Step 1: Saturation Scan

For every position in the gene (or a focused region), introduce all possible single-nucleotide substitutions and run the variant effect pipeline:

For each position p in [gene_start, gene_end]:
    ref = FASTA[chrom][p]
    For each alt in {A, C, G, T} - {ref}:
        delta = VariantRunner.run(chrom, p, ref, alt, gene, strand)
        If max(|delta|) > threshold:
            consequence = SpliceEventDetector.analyze(delta)
            Store: (p, ref, alt, delta_scores, consequence, cryptic_positions)

Step 2: Build Splice Vulnerability Map

Aggregate results into a per-position vulnerability score:

vulnerability[p] = max over all alt alleles of max(|delta|)

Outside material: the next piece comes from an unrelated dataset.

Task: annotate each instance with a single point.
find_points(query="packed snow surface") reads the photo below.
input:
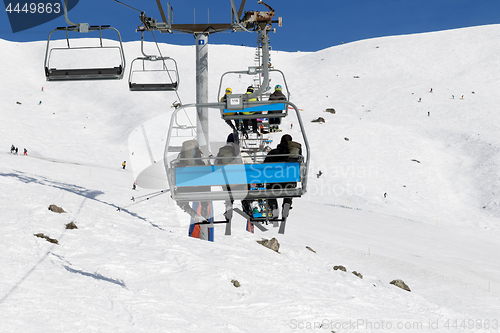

Positions with high vulnerability are "splice-sensitive" — any mutation there is predicted to disrupt splicing. The map reveals:

  • Invariant splice sites (GT/AG): vulnerability ~1.0 (expected)
  • Extended splice motifs (-3 to +6 for donors, -20 to +3 for acceptors): vulnerability 0.3-0.8
  • Exonic splice enhancers/silencers (ESE/ESS): vulnerability 0.1-0.5 (sequence motifs that regulate splice site selection)
  • Deep intronic positions: rare but occasionally high vulnerability (positions that create cryptic exons when mutated)

Step 3: Cross-Validate with SpliceVarDB

SpliceVarDB is a curated database of experimentally validated splice variants classified as "splice-altering" or "non-splice-altering" based on RNA-seq, minigene assays, or clinical evidence.

For each variant in SpliceVarDB for this gene:
    Look up our saturation scan prediction at (chrom, pos, ref, alt)
    Compare:
        Our prediction: splice-altering (delta > 0.2)?
        SpliceVarDB:    splice-altering?

    Agreement types:
        True positive:  both say splice-altering
        True negative:  both say non-splice-altering
        False positive: we predict splice-altering, SpliceVarDB says no
        False negative: we miss it, SpliceVarDB says splice-altering

This gives us precision, recall, and AUROC against experimental ground truth — not just at the gene level, but at the per-position level.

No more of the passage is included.